Bugün bile çok güzel Yeşilköy, tüm bozulmalara rağmen. Evet, sahildeki minik lunapark, yanı başındaki Mehtap, Camlıköşk gazinoları yok. Önde, Çubuklu’dan köye su taşıyan kaptanların iskelesi de. Yaz akşamlarının değişmezi, açıkhava Reks sineması da çoktan yıkılmış. Faytoncular zaten iptal!  Sahildeki Divan sineması kaybolup gitmiş. Yeşilköy pazarı sosyetik olmuş. Roma dondurmacısı, sayısız filmin çekildiği Fatma ablanın köşkü de, bambaşka halde. Balıkçı Bedros,  İğneci Yüksel bey, Mıgırdiç, Sütçü Metin, Toros Usta, Faytoncu İstepan, Şaban Muhtar, Angeli, Sucu Muzaffer, Doktor Kalangos, Bay Manu 

ve diğerleri de çok uzaklardan belki bizi seyrediyorlar.

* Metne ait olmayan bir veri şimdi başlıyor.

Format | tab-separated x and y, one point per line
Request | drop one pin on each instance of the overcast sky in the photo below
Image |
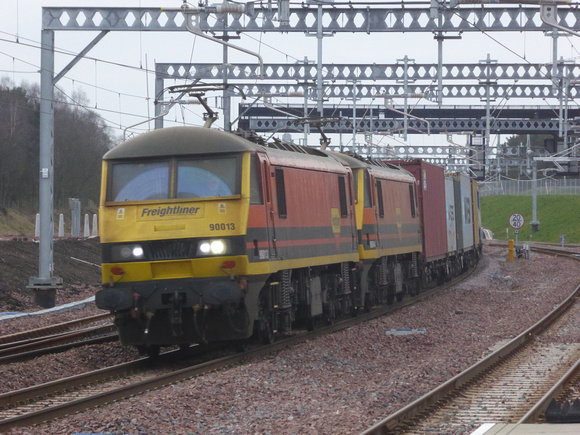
115	80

Hepsinin ışıklar üzerinde olsun. Yeşilköy Spor Klübü ile Yeşilköy Jimnastik Klubünün iddialı futbol maçlarını izlemekte, artık olanaksız. Belki eskisi gibi aşklar da yok? Ve daha pek çok şey. Yeşilköy’ü, Yeşilköy yapan değerler. Ama yine de gidin, görün, yaşayın bu güzeller güzeli köyü.  Hafta sonu ayinlerini izleyin kiliselerde, Aya Fotini’de mum yakın mesela. Balıkçılar çarşısında bir mekana oturun ve kadeh kaldırın Todori Ustaya, Ancelo ve diğerlerine. Bir yerlerden sizi görebilirler. Kiliselerin arasından limana inin, yürüyün deniz boyunca teknelerle arkadaş olun, güzelim çimenlere uzanın. İsterseniz tüm hafta sonu için program yapın, ya da günü birlik düşünün burayı! Yeşilköy’ün tadını çıkarın.